Sturdy, reliable, solid and pleasing to the eye. I might be talking about chaps of a certain age, though in this instance I’m talking about clothes hangers. Shapely wooden clothes hangers. The type that will let you hang anything on them, from the flimsiest of cotton shirt to the most stonking parka you can find.
And there lies todays topic. First though, a word about engineers (fear not, it will start to make sense at some point). A major part of an engineers job is to make stuff that doesn’t fall down. Now this isn’t as hard as it may seem, as they were building massive cathedrals and stuff hundreds of years ago and they’re still standing. They just needed to make them really really solid. Or over dimensioned, as the engineer would say.
The real challenge is not to over dimension them though, but to make them solid enough, and not much more than enough. This is mainly for issues of cost, as reducing materials saves money, and that looks good on the spreadsheets. And with good numbers on the spreadsheets you get to make more stuff.

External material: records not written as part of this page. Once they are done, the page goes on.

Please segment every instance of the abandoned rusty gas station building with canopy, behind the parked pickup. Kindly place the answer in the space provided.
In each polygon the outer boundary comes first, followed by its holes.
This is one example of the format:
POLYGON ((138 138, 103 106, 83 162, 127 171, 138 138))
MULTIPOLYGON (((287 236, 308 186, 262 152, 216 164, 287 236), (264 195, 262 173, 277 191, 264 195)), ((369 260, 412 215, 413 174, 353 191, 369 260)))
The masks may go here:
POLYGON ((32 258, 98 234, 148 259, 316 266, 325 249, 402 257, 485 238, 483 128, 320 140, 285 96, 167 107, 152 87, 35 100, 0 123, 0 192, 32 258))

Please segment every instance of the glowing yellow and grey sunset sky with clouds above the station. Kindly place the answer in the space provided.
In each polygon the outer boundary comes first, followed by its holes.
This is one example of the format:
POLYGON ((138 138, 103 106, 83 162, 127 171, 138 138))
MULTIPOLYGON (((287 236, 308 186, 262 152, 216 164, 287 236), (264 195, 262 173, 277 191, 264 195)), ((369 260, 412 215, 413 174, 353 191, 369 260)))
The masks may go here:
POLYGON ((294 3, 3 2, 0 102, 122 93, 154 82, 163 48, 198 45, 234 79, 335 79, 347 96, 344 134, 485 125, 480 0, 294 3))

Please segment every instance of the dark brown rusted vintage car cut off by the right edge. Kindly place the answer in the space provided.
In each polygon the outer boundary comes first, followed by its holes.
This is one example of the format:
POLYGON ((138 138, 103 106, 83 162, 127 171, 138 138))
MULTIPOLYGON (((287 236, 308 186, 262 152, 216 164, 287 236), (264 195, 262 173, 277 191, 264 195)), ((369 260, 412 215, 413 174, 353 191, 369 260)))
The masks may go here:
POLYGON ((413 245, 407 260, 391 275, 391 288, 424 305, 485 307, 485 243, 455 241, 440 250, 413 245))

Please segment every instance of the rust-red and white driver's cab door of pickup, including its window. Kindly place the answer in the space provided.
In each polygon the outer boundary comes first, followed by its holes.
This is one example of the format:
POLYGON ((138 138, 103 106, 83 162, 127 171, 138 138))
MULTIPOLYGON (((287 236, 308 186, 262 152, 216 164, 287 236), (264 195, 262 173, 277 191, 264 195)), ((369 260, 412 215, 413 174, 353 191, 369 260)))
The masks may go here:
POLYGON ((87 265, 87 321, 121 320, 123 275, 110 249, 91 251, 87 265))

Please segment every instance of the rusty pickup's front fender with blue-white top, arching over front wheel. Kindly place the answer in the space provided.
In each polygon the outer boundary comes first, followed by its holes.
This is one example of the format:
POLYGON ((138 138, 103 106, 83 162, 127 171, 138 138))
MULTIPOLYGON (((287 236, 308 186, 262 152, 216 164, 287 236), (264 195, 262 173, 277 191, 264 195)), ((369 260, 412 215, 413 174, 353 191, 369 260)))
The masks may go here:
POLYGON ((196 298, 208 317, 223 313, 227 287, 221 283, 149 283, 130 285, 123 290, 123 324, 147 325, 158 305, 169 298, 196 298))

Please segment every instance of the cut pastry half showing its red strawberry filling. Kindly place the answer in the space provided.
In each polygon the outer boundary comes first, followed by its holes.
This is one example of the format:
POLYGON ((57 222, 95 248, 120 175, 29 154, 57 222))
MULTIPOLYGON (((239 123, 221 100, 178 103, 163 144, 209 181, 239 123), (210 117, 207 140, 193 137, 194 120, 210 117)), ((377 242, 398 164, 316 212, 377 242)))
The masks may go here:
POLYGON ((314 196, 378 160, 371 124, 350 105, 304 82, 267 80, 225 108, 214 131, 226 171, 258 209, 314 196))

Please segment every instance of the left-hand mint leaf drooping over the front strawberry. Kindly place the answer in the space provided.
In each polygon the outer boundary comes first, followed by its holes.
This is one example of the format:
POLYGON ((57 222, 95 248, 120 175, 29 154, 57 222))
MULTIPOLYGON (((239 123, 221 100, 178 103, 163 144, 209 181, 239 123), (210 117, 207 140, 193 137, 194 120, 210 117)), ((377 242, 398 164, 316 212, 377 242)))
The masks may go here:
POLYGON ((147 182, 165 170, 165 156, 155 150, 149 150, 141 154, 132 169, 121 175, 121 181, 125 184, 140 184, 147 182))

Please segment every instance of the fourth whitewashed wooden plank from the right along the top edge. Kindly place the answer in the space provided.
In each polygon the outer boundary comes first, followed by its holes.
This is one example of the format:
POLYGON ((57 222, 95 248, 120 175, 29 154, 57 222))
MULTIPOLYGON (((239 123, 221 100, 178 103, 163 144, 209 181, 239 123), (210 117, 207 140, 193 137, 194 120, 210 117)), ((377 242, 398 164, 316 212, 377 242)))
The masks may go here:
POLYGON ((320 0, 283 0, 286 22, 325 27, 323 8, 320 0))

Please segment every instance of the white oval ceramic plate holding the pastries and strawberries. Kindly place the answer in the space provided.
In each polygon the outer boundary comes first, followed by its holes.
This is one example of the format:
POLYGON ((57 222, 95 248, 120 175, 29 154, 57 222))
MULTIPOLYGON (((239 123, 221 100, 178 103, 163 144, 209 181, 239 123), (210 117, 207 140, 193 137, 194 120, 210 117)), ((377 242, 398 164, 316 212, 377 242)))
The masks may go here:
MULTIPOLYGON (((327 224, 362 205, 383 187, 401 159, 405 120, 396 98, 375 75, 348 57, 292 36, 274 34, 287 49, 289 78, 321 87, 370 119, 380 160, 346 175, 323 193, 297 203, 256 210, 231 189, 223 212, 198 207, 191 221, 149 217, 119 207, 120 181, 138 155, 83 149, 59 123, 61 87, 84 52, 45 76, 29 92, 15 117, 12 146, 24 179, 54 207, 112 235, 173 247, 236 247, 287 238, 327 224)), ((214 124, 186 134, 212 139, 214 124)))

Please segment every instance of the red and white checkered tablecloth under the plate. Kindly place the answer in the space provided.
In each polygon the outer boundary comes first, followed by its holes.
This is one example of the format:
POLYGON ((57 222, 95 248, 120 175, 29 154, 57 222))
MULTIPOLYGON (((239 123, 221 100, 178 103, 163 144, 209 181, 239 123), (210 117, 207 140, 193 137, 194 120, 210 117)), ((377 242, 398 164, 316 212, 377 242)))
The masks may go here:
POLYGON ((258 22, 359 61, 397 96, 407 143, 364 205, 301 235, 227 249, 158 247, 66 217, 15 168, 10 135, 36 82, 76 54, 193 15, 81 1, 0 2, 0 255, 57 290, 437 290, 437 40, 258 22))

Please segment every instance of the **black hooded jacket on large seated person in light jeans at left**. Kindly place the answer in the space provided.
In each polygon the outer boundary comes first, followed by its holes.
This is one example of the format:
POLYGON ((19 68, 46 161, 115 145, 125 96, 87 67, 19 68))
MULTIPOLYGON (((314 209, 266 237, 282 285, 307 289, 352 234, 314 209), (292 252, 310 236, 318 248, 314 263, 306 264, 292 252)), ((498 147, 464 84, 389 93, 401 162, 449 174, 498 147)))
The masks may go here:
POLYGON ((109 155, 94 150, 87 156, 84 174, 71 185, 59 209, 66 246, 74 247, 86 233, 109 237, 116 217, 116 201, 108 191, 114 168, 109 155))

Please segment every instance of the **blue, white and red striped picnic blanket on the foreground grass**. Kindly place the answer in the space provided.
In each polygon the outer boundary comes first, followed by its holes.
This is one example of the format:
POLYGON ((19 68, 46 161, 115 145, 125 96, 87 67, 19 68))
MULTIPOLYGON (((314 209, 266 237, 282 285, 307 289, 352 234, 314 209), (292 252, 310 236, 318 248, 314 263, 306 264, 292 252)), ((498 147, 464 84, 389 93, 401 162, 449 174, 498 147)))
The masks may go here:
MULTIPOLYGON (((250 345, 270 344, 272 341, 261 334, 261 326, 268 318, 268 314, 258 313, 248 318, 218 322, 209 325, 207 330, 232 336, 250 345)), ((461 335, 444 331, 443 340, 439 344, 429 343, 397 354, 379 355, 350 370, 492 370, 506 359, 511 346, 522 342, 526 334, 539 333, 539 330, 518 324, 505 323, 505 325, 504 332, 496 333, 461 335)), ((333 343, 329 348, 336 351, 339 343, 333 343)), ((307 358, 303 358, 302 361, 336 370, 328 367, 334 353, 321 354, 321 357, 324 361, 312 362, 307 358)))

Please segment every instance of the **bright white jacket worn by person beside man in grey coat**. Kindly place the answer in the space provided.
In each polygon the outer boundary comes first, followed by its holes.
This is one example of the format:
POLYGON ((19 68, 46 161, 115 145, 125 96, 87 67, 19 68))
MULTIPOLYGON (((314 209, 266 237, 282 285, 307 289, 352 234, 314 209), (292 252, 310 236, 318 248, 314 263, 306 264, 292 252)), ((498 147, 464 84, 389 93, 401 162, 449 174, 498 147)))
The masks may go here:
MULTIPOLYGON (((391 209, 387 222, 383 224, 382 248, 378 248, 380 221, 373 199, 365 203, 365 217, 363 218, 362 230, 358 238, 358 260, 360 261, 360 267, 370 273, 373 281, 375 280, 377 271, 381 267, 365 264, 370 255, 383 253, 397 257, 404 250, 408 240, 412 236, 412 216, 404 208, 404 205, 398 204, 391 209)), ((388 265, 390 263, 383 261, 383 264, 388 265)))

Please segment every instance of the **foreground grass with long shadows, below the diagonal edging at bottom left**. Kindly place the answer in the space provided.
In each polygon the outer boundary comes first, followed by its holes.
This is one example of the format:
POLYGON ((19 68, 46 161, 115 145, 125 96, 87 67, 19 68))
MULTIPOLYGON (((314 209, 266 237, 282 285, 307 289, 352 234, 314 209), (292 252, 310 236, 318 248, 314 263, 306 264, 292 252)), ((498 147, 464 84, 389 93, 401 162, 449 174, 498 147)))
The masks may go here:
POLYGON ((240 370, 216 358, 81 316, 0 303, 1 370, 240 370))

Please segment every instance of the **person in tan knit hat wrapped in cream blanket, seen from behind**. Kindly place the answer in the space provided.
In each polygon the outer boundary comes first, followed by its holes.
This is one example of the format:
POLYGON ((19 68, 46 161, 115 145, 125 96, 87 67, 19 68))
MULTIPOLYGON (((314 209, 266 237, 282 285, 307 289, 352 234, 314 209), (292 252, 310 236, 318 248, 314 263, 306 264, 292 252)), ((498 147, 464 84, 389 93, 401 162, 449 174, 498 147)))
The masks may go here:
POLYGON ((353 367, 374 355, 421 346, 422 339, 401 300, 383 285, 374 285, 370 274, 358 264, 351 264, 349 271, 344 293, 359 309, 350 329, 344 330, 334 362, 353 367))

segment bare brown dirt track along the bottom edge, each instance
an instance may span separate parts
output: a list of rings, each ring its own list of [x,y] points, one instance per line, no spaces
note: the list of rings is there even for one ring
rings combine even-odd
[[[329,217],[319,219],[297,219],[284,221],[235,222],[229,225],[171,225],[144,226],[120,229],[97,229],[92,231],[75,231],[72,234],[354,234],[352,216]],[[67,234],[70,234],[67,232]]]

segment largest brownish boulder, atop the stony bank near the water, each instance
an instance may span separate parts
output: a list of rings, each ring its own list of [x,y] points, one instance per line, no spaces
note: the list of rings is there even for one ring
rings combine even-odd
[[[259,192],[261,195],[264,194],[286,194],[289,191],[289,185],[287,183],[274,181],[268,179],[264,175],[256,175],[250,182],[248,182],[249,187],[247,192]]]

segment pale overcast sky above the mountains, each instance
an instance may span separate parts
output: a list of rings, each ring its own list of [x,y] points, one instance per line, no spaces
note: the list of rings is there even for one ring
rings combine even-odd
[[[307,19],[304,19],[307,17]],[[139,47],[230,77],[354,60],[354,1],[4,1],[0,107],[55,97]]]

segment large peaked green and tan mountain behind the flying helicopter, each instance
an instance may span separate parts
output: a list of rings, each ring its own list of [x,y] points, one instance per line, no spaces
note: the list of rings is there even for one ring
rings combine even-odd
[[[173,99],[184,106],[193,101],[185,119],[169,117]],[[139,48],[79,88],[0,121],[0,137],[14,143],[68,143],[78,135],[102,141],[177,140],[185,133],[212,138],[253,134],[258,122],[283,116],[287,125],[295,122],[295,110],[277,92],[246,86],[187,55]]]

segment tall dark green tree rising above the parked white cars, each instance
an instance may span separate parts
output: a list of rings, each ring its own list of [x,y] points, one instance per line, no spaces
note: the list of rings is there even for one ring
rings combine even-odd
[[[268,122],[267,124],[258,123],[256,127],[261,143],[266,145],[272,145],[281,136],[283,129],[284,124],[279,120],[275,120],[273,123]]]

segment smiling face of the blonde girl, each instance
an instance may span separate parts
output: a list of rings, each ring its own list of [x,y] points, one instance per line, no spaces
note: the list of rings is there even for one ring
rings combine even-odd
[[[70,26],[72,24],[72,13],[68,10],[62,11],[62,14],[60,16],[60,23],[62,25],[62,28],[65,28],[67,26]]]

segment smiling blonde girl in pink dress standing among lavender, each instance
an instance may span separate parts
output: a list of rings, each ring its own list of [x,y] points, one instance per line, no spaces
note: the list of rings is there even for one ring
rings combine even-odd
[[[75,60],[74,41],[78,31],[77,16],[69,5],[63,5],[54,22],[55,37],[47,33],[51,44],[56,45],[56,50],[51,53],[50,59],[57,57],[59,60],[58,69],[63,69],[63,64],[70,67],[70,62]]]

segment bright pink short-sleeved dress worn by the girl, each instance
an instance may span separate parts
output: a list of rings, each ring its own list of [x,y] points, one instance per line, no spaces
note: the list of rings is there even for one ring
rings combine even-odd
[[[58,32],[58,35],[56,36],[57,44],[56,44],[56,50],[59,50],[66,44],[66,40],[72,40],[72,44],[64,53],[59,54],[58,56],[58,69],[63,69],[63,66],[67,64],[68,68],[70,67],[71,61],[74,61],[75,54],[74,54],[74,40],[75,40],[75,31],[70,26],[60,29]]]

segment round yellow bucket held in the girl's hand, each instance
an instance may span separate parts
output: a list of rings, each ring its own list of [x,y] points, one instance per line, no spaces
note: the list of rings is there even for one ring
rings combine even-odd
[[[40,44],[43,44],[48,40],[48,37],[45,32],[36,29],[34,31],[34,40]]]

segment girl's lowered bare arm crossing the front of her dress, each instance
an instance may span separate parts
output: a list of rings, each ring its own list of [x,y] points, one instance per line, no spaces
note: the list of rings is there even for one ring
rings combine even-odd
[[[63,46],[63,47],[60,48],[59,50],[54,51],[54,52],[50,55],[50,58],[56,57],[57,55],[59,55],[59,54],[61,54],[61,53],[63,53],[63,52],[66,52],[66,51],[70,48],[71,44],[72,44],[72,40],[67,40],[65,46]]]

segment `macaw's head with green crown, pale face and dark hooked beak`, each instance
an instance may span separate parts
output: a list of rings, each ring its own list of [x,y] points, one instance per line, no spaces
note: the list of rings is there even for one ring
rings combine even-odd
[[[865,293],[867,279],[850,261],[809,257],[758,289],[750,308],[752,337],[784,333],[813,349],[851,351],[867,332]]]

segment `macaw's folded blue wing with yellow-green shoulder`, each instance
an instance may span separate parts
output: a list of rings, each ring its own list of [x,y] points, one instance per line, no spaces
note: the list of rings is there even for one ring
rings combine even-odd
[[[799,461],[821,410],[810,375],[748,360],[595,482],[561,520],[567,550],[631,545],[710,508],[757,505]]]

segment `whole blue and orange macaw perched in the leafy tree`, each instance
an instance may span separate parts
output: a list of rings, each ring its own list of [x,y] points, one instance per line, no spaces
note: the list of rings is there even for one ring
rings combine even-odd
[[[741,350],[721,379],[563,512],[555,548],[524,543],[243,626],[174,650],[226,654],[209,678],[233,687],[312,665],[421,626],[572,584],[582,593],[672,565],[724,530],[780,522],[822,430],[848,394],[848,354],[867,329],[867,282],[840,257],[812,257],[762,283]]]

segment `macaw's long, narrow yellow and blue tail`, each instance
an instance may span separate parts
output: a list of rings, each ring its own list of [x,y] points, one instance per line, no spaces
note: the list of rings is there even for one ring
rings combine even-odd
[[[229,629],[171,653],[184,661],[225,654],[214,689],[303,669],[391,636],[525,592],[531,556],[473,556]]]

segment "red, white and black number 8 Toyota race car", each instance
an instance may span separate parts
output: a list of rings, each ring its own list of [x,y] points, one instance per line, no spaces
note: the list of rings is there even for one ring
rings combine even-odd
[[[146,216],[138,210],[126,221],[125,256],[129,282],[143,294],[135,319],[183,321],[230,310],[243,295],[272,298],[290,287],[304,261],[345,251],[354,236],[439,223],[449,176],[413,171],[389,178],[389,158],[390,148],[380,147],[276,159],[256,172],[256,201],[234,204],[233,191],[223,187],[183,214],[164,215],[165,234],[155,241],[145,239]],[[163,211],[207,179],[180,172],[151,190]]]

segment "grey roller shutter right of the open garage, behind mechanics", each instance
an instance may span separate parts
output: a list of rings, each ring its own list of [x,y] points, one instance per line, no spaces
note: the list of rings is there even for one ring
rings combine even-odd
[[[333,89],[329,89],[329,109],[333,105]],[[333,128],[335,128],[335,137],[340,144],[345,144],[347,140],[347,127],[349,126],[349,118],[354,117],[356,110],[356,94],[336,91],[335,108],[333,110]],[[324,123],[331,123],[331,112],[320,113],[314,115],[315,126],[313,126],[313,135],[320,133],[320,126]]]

So what does this have to do with clothes hangers? Quite a lot. The wood clothes hanger is like the cathedral of clothes hangers. It is over dimensioned for almost everything you want to hang on it and it takes up a lot of space. And this space issue was something I noticed recently when trying to make room for Yet Another Shirt on my shirt rack. There was hardly room for another hanger on the rack, and almost all hangers already had two or more shirts on them.
So I decided to investigate the matter, with an idea of getting a bit factual and technical about it. I started by formulating the theory that the girth of the wood hangers was the basic issue at hand, so to test that I purchased 20 of the slimmest hangers I could find. These cost about 20 pence a piece, are made of quite thin wire and weigh almost nothing.
My shirt rack was as crushed as a Tokyo subway at rush hour, stacked tight and with between one and three shirts per hanger. First I wanted to check how much rack space would be taken up by 20 shirts hanging quite freely on wood hangers. Then I measured how much space could be minimally used by 20 bare hangers. This gives us some baseline numbers for our complicated rack space/hanger dimension computations.
Next up I placed the 20 thin wire hangers on the rack and measured their minimal space, and then transferred the same 20 shirts to those hangers and measured their free hanging spatial requirements. I also measured how much space they could take up in a minimal, compressed situation, to compare with the real-life scenario showed up top.
What does the analysis show?
Bare hanger spatial requirements (20 hangers):
Wood hangers 27cm vs. wire hangers 6cm
Populated hanger spatial requirements (20 hangers):
Wood hangers 34.7cm vs. Wire hangers 28.5cm vs Wire hangers 19.0cm (c)
(Single shirt on each hanger, same selection, c indicates compressed)
Complicated maths to calculate percentage extra room made available by converting to wire hangers:
Free hanging: 100-100*(28.5/34.7) = 17.8%
Compressed: 100-100*(19.0/34.7) = 45.2%
From this we deduce that there is between 45 and 18 percent gain in rack space by converting to slimline hangers. For the nominal investment necessary to purchase cheap wire hangers, it seems a pretty obvious improvement in shirt rack real estate, right?
The real gains in every shirt having it’s own hanger are numerous:
- Each shirt can hang more freely, so your ironing work isn’t futile
- Each shirt can be seen and you get to use all of them
- Shirts that should be gone can no longer hide under others
- You get that warm feeling of operating at optimally engineered shirt storage
So there, who said there was no room to get a little technical on a Saturday morning?
Now, I know some will contest the wisdom of hanging garments on thin wire hangers over the wider wood hangers, and in some respects I see the point. However, a shirt has almost zero weight, so the chance of fabric distortion really can’t be that great. It’s not like I’m going to hang a whacking great mountain parka on a flimsy hanger, we have to be a little practical here.
I have seen mention of very cheap wire hangers discolouring shirts. I’ve not noticed this myself, but it might be an idea to keep an eye on it, especially if your clothes are hanging in a humid environment (which they surely are not!).
There is also mention of wood clothes hangers made of cedar tree having properties that keep moths away or remove odour. I can imagine cedar tree shoe trees having some nominal odour relief value, but for a shirt on a hanger it seems a lot less plausible. The anti-moth properties have been debunked.